Stubbs began an internship at Cleveland City Hospital in July 1931, the first black intern to serve at that institution, and one of the first to serve at any American teaching hospital. Following a two-year stint there, which included time spent on thoracic training, Stubbs returned to the East Coast, finishing a one-year surgical residency (1933–1934) at Philadelphia’s Frederick Douglass Memorial Hospital. During this time, he married Marion V. Turner, a well-regarded concert pianist, whose father was also a doctor in the city. The couple had two daughters, Marion Patricia and Frederica Turner.
For the next decade, Stubbs played an important role in Philadelphia’s public health system. In 1936, Philadelphia Mayor Samuel Davis Wilson appointed him as an assistant surgeon at Philadelphia General Hospital, marking the first time an African American had been on the facility’s staff. He also held positions at two hospitals in the city run by African Americans, Douglass Memorial Hospital and Mercy Hospital, eventually becoming the Chief Surgeon at both locations. Stubbs served as Administrator of the Philadelphia Heath Center, part of the Department of Public Health, and as a member of the courtesy staff of the Hahnemann Hospital.
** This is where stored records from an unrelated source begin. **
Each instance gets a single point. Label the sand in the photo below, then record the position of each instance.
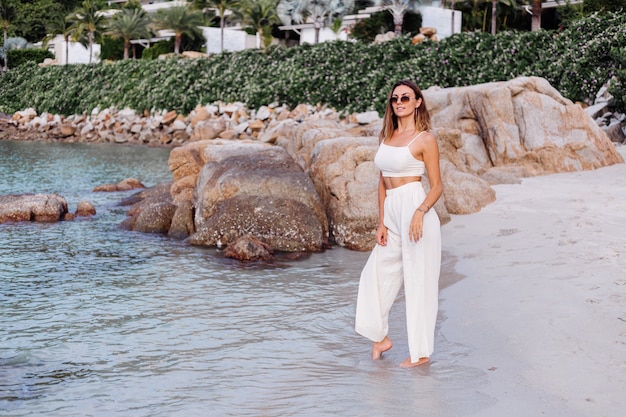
(542, 305)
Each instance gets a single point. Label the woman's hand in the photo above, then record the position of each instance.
(416, 229)
(381, 235)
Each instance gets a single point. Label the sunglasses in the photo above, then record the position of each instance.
(403, 99)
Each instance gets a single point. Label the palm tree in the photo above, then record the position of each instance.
(90, 19)
(535, 23)
(221, 6)
(182, 21)
(60, 25)
(129, 24)
(7, 16)
(397, 8)
(261, 15)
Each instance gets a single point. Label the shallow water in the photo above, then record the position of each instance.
(100, 321)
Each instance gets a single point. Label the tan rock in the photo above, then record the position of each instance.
(169, 117)
(249, 188)
(256, 125)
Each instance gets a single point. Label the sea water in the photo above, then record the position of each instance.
(100, 321)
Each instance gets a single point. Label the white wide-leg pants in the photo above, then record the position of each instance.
(401, 261)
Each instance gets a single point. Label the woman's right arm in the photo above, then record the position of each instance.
(381, 232)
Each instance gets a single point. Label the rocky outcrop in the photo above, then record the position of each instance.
(249, 248)
(124, 185)
(32, 207)
(256, 189)
(295, 178)
(151, 210)
(524, 125)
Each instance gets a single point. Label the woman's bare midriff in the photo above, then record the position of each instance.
(395, 182)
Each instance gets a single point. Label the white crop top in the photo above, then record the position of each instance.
(398, 161)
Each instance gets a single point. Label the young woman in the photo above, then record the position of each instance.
(408, 238)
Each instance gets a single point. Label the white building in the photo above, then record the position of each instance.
(76, 53)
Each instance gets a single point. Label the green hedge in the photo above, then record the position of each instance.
(349, 76)
(19, 57)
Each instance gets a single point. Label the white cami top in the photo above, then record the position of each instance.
(398, 161)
Stubbs garnered many awards and honors during his career. In April 1940, Time Magazine highlighted his work at Douglass Hospital, noting that his groundbreaking use of Thoracoplasty (rib surgery for collapsing the lung) had saved the lives of many patients with advanced cases of tuberculosis. Additionally, Stubbs was a diplomate of the American Board of Surgery and a fellow of the American College of Surgeons, the International College of Surgeons, and the American College of Chest Physicians.
Following a massive heart attack, Stubbs passed away on February 9, 1947. He was only forty years old. At the time of his death, he held the position of Acting Chief of the Division of Tuberculosis at Philadelphia General Hospital and had been invited to form and then head the Tuberculosis Division of Jefferson Medical School. In honor of his life and work, his peers within the Surgical Section of the National Medical Association renamed the Annual Lecture in Surgery “The Frederick Douglass Stubbs Surgical Lecture.” In a memorial piece, Dr. Charles R. Drew, called Stubbs’ early death, “the greatest tragedy and the severest loss to our medicine in my memory,” lamenting that, “…he saw the promise of our future and, stripped of all illusions, labored unceasingly to bring it to fruition.”